C also complained about the board’s response to a complaint they submitted. We found that it was unreasonable that the board did not directly address some matters that C raised and upheld this aspect of C’s complaint. However, we considered it was reasonable that the board took a different position to C about what had been said at a particular consultation.
C also complained about a subsequent response the board provided to them. We found that the board’s response was generally reasonable. Therefore, we did not uphold this aspect of C's complaint.
Recommendations
What we asked the organisation to do in this case:
- Apologise to C for the specific failings identified. The apology should make clear mention of each of the failings identified and meet the standards set out in the SPSO guidelines on apology available at www.spso.org.uk/information-leaflets.
What we said should change to put things right in future:
- In similar cases, referrals and test results should be assessed reasonably and patients should receive treatment within 62 days of the referral and within 31 days from the decision to treat, as per Scottish Government treatment time targets. Our findings should be brought to the attention of relevant clinicians in a supportive manner and they should consider identifying these as learning point for their annual appraisals.

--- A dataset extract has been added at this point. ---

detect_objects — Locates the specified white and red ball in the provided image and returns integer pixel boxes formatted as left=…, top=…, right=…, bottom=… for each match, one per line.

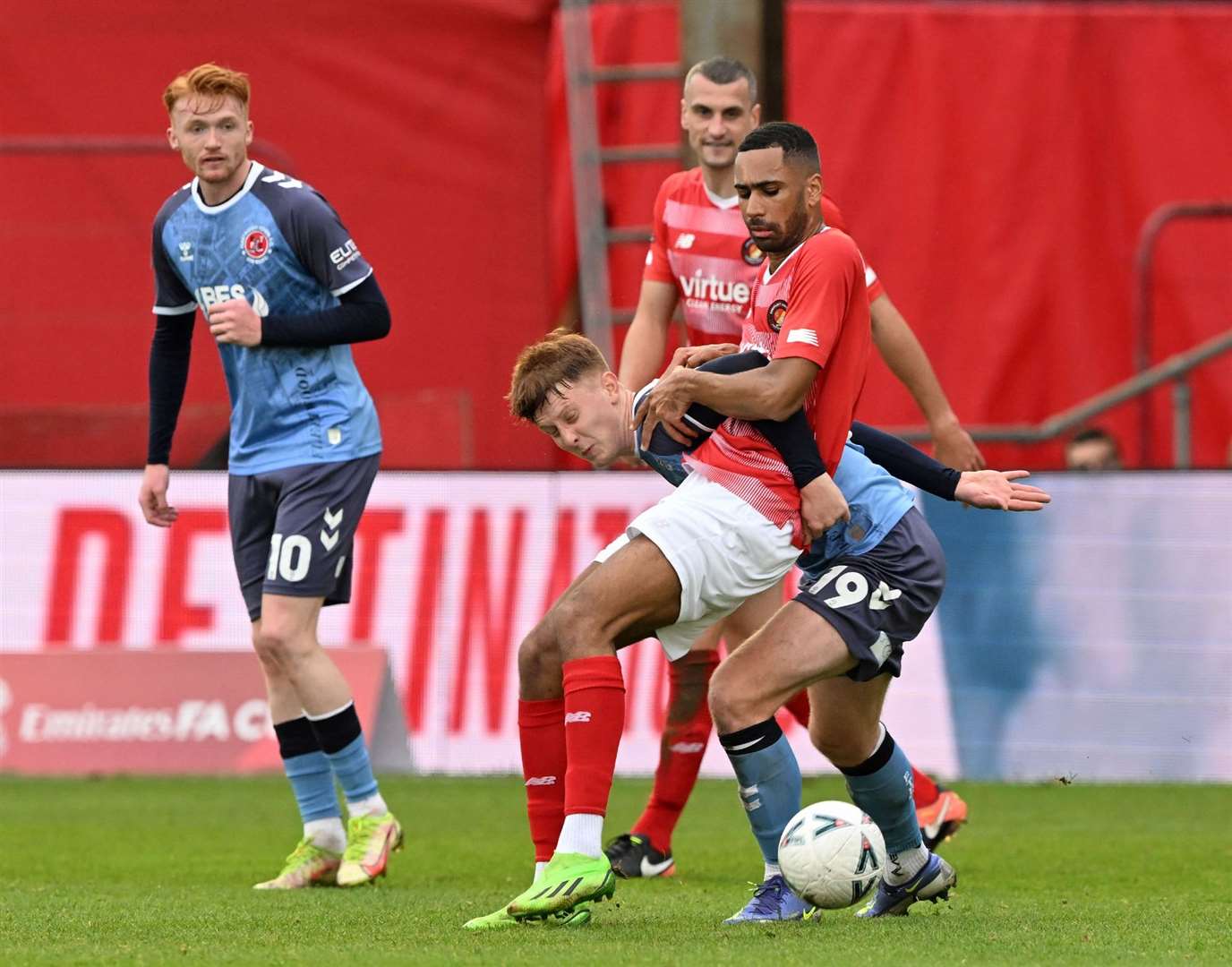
left=779, top=800, right=886, bottom=911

- A mechanism should be in place to ensure patients are informed when delays to treatment are likely.
- The pathway for the treatment of patients from Borders NHS board to another board area should be appropriate and efficient; including that clinician availability does not delay treatment decisions and that it is clear where responsibility for ongoing management and treatment lies at all times.
In relation to complaints handling, we recommended:
- Staff should handle complaints in line with the Model Complaints Handling Procedure, which includes responding to all aspects of complaints.
We have asked the organisation to provide us with evidence that they have implemented the recommendations we have made on this case by the deadline we set.